Dr. Bloom continues, Their chemistry is, however, partially correct. Chemicals containing multiple halogen atoms (chlorine, fluorine, bromine) do tend to bioaccumulate because in most cases they are inert to physiological and environmental conditions that metabolize or degrade most other types of chemicals. But this alone does not make them harmful. You can see this easily from the difference of triclosan and triclocarban. There are many other examples.

Finally, the writers say, Synthetic chemicals are vital to our society. But we should be doing everything possible to make sure they are safe.

Dr. Bloom says, this is correct, but misleading. He says, Perhaps the most common, simplistic fallacy regarding chemicals is that there is an invisible wall between synthetic (poison) and natural (harmless) chemicals. This is just plain wrong. Neither your body nor your rose bushes know whether nature or a factory made a chemical that it is exposed to. It doesn t matter. Chemicals are like people they are all different.

Dr. Bloom does agree with one of the authors points though why either or these antibacterial agents are needed in soap at all. He says, If you think about the common diseases that people catch every year, cold, flu, stomach flu, these are all viruses, so antibiotic soap will do nothing more than any other soap. And I also wonder what bacteria that these biocides will protect us from that a normal hand washing will not. Safe or not, if there is no benefit to any ingredient, why use it?

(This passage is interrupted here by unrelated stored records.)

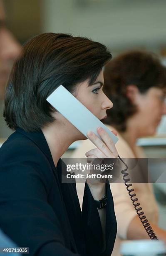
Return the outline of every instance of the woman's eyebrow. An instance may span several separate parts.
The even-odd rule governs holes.
[[[94,84],[99,84],[101,86],[102,86],[103,85],[103,83],[101,82],[100,82],[99,81],[97,81],[96,83],[92,84],[92,85],[93,85]]]

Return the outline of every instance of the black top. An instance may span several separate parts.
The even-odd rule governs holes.
[[[82,212],[74,184],[62,184],[42,131],[20,128],[0,148],[0,228],[29,255],[110,256],[116,233],[109,184],[106,248],[102,253],[100,220],[87,184]]]

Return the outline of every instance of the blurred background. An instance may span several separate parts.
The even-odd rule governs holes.
[[[5,0],[4,4],[7,27],[21,44],[44,32],[70,33],[105,44],[113,57],[127,50],[147,50],[156,53],[166,65],[165,0]],[[2,117],[2,101],[0,106],[2,141],[11,131]],[[166,117],[156,136],[141,138],[138,144],[149,157],[165,158]],[[166,184],[154,189],[161,209],[161,226],[166,228]]]
[[[3,2],[7,26],[21,44],[42,33],[70,33],[105,44],[113,56],[127,50],[147,50],[157,54],[166,64],[164,0]],[[160,134],[166,133],[165,117],[163,119],[158,129]],[[1,120],[0,138],[7,137],[10,132]],[[166,141],[162,140],[166,144]]]

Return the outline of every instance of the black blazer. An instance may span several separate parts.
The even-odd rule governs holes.
[[[106,248],[97,209],[87,184],[81,212],[75,184],[62,184],[42,132],[20,128],[0,148],[0,228],[30,256],[110,256],[116,233],[109,184]]]

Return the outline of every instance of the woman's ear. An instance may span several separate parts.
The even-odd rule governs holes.
[[[135,84],[129,84],[126,87],[126,96],[130,100],[134,102],[136,97],[139,94],[138,87]]]

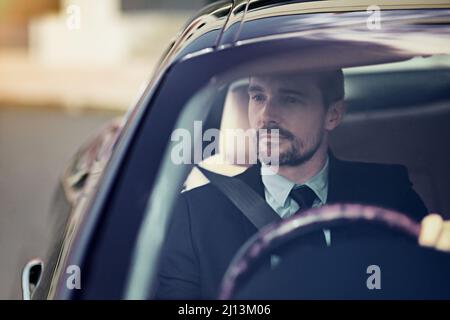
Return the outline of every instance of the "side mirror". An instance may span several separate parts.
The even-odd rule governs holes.
[[[34,290],[41,281],[44,271],[44,262],[40,259],[30,260],[22,271],[22,298],[31,300]]]

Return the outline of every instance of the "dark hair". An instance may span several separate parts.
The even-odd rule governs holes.
[[[316,74],[317,84],[322,92],[326,107],[330,104],[344,99],[344,74],[341,69],[332,71],[321,71]]]

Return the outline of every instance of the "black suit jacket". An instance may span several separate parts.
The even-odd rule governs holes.
[[[264,197],[260,167],[237,176]],[[330,155],[327,204],[394,209],[420,221],[427,209],[401,165],[349,162]],[[257,232],[214,186],[184,192],[173,211],[161,257],[157,299],[214,299],[238,249]],[[333,243],[339,241],[333,237]],[[325,242],[323,242],[325,245]]]

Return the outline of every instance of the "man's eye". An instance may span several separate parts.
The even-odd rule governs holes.
[[[284,103],[300,103],[300,99],[296,98],[296,97],[283,97],[283,102]]]
[[[266,101],[266,96],[263,94],[255,94],[252,95],[252,100],[256,102],[264,102]]]

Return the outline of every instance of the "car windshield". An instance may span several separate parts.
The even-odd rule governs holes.
[[[233,257],[260,229],[257,210],[270,208],[275,223],[342,203],[415,222],[449,214],[450,46],[442,37],[420,31],[397,47],[330,41],[236,66],[192,92],[149,198],[130,291],[217,298]],[[319,233],[320,245],[338,241],[333,228]],[[148,243],[158,235],[154,254]]]

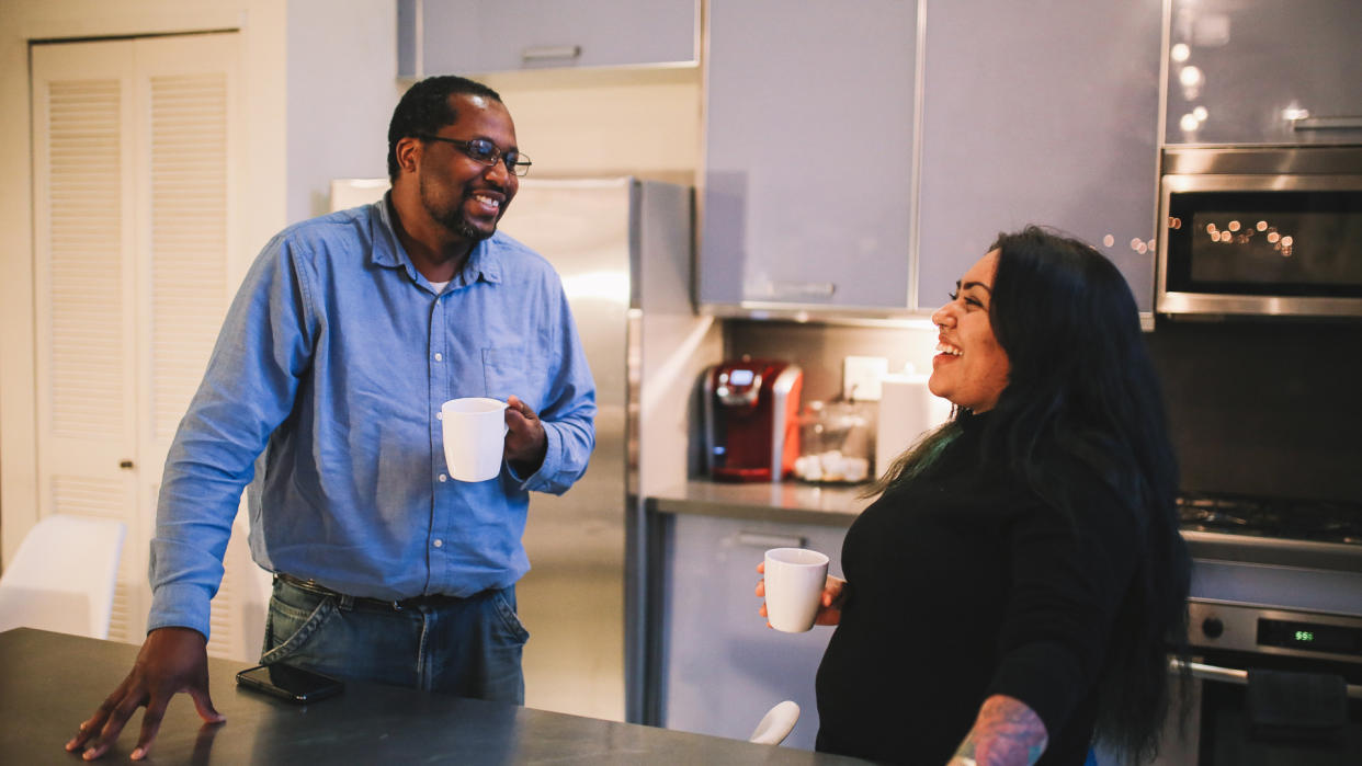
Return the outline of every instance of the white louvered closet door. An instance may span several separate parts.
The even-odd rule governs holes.
[[[140,644],[161,471],[236,287],[237,35],[39,45],[33,72],[41,513],[128,524],[109,637]],[[244,546],[238,518],[215,656],[259,649]]]

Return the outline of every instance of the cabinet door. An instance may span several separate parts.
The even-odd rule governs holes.
[[[399,53],[407,76],[696,59],[696,0],[424,0],[414,8],[419,23],[407,22],[410,0],[398,5],[399,35],[419,34],[419,60]]]
[[[1362,143],[1359,11],[1173,0],[1167,143]]]
[[[929,7],[921,307],[945,302],[998,231],[1042,223],[1102,250],[1152,312],[1160,8]]]
[[[712,0],[701,303],[907,306],[914,0]]]
[[[842,576],[846,529],[711,516],[669,518],[663,562],[662,725],[733,739],[752,735],[772,705],[793,699],[799,721],[786,747],[813,750],[813,676],[832,629],[779,633],[757,615],[756,566],[767,548],[805,547]]]
[[[161,471],[232,298],[237,34],[33,49],[38,513],[123,521],[109,638],[140,642]],[[259,652],[245,514],[208,653]]]

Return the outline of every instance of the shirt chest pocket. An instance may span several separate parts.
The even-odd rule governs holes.
[[[515,395],[533,410],[539,410],[539,390],[530,373],[530,358],[524,348],[484,348],[482,377],[486,395],[505,401]]]

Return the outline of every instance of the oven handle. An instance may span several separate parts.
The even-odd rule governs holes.
[[[1239,686],[1248,686],[1249,671],[1239,671],[1235,668],[1222,668],[1218,665],[1207,665],[1204,663],[1184,663],[1177,657],[1169,660],[1169,667],[1173,671],[1186,669],[1192,673],[1192,678],[1199,678],[1203,680],[1220,680],[1226,683],[1237,683]],[[1362,686],[1348,684],[1348,697],[1351,699],[1362,699]]]

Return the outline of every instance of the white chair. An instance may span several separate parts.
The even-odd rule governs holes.
[[[756,731],[748,737],[748,742],[755,742],[757,744],[780,744],[785,737],[794,728],[794,722],[799,720],[799,706],[786,699],[785,702],[776,703],[775,707],[767,710],[767,714],[761,717],[761,722],[757,724]]]
[[[29,531],[0,573],[0,630],[109,637],[121,521],[54,513]]]

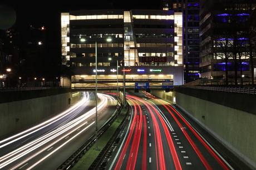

ACSH Dr. Gil Ross had one further comment addressing these authors qualifications: When they compare these 2 antibacterials toxicity to DDT, they truly expose their complete lack of understanding of basic toxicology and its application to human health. DDT, despite the common mythology first promulgated by Rachel Carson s Silent Spring , is entirely harmless for humans at just about any conceivable exposure. Its ban in 1972 by our EPA was and remains purely ideological and has been hugely harmful in terms of needless suffering and death from malaria.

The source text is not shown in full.